Двигатель надо было менять, но для этого надо было его купить и оплатить работы. У нас и в авиакомпании таких денег еще не было. Начальство искало выход. С одной стороны надо было летать, а с другой, можно было реально грохнуться в следующий раз и сломать себе шею, да и пассажиров угробить. Наступил самый ответственный момент. Мы ждали решения начальства, с которым связался и обо всем доложил наш командир. Там наверху решали, а здесь мы ждали. Время мучительно тянулось. Мы с Зоряной понимали, что от этого решения зависит не только наша судьба, но и сама наша жизнь.

Мы сидели в номере гостиницы, валялись на кроватях, забросили все, не мылись под душем и даже не стирали свои вещички, как это делали с ней обязательно каждый день. Всегда было что простирнуть, то трусики, а то лифчики или юбку. Чаще всего приходилось стирать чулки и белоснежные блузки, которые мгновенно пачкались в этих рейсах.

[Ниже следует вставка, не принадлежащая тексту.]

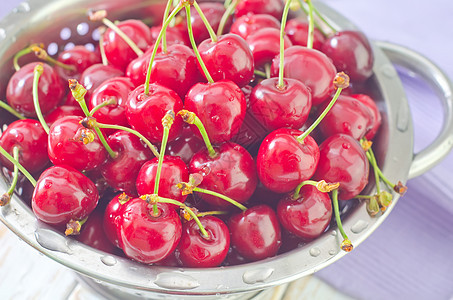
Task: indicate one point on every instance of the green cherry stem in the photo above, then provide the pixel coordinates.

Разговаривать не хотелось, и мы каждая лежали, прямо не раздеваясь на кроватях и большей части тупо смотрели телевизор. Изредка поднимались, что бы сходить в туалет и что-то слегка перекусить. Мы так волновались, что даже не могли все это время нормально и с аппетитом кушать. Никакого аппетита просто не было.

Наконец, к нам заскочил Младич и сообщил, что принято решение о замене двигателя, но нас просят еще один раз сделать хотя бы круг над аэродромом вместе со специалистами. Он нам сказал, что это будет технический вылет на десять минут и в наших услугах он не нуждается. Сказал и вышел.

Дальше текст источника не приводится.